Out of 79 applications from humanities, arts, and social sciences faculty for funding of special creative projects, 45 were chosen. All proposals were reviewed by at least three UIC faculty and subsequently by a panel comprised of the Awards for Creative Activity Review Committee.

Profs. Freeman and Havrelock's project descriptions are below.

R/18:  Re-Activating the Repertoire, A Performance Research Collective for Restoration and Eighteenth-Century Drama (Lisa Freeman)

R/18 is a multi-year international partnership between theatre practitioners, companies, and scholars of performance devoted to opening new horizons for theatrical research and the production of plays from the long eighteenth century (1660-1850).  Our objectives are threefold:  to deepen and diversify the repertoire of plays currently being produced; to engage theatre-going publics in the project of restoring vital scripts to life; and to act as drivers of performance research and performance pedagogy in the field. In addition to exploring collaborative work with various theatres, directors, and producers, the award will support both a graduate workshop and a scholarly and artistic symposium to be held respectively in Spring 2021 and Fall 2021under the auspices of the Center for Renaissance Studies at the Newberry Library.

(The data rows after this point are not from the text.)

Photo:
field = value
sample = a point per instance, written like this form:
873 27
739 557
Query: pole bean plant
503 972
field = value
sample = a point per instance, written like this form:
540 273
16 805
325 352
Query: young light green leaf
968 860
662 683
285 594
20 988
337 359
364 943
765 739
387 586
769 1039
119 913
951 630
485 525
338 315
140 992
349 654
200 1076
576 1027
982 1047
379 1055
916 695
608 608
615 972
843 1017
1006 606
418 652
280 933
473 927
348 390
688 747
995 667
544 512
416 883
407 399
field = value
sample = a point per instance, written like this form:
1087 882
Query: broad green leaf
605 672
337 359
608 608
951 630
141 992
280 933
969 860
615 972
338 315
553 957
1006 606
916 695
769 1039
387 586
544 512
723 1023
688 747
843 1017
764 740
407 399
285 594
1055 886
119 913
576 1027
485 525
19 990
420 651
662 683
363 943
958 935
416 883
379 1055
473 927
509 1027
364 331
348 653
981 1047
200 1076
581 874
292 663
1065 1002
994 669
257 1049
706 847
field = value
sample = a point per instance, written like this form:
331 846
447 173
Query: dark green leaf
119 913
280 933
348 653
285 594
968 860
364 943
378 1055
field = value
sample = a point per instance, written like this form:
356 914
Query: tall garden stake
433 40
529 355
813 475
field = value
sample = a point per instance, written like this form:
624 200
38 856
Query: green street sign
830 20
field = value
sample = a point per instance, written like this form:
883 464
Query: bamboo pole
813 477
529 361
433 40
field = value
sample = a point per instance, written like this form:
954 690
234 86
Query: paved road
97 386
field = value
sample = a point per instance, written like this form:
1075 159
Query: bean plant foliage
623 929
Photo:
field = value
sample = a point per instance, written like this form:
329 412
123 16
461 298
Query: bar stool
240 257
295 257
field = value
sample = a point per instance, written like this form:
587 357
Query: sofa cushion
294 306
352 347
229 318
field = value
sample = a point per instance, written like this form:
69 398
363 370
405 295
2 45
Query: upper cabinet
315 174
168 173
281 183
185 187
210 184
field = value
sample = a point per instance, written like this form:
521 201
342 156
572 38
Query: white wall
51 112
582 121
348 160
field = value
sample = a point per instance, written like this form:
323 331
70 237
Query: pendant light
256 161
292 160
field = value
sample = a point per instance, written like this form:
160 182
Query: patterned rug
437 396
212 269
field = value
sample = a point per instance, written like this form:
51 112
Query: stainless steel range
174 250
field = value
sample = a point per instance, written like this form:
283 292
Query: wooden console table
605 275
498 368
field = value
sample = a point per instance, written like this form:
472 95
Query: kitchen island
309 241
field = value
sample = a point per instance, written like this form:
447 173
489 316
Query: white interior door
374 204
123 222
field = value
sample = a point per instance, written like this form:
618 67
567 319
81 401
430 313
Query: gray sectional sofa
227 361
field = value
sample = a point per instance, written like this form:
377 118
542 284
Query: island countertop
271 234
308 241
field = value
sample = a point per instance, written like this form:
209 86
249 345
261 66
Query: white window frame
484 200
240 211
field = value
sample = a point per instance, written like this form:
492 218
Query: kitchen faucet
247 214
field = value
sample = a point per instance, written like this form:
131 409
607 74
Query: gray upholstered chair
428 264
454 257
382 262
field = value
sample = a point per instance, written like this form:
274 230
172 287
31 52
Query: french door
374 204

Chicago River Campus (Rachel Havrelock)

In 1900 the Chicago River was reversed to flow backward, away from the city and toward storied American rivers that empty into the Gulf of Mexico. A watercourse that had meandered through wetlands and emptied into Lake Michigan became the Chicago Sanitary and Ship Canal, a name born of its dual purpose. For one hundred and twenty years, the canal has moved human waste and industrial refuse southward and circulated raw materials and commodities by barge. More than a retrospective, our research documents a contemporary moment in which the canal has been rebranded as the Chicago River. Our multidisciplinary study of real estate patterns, urban communities, legacy pollution, and water ecosystems will result in five field stations along the river. At the field stations, UIC faculty and students in conjunction with community members will reflect and reimagine the waterway through artistic and public humanities events.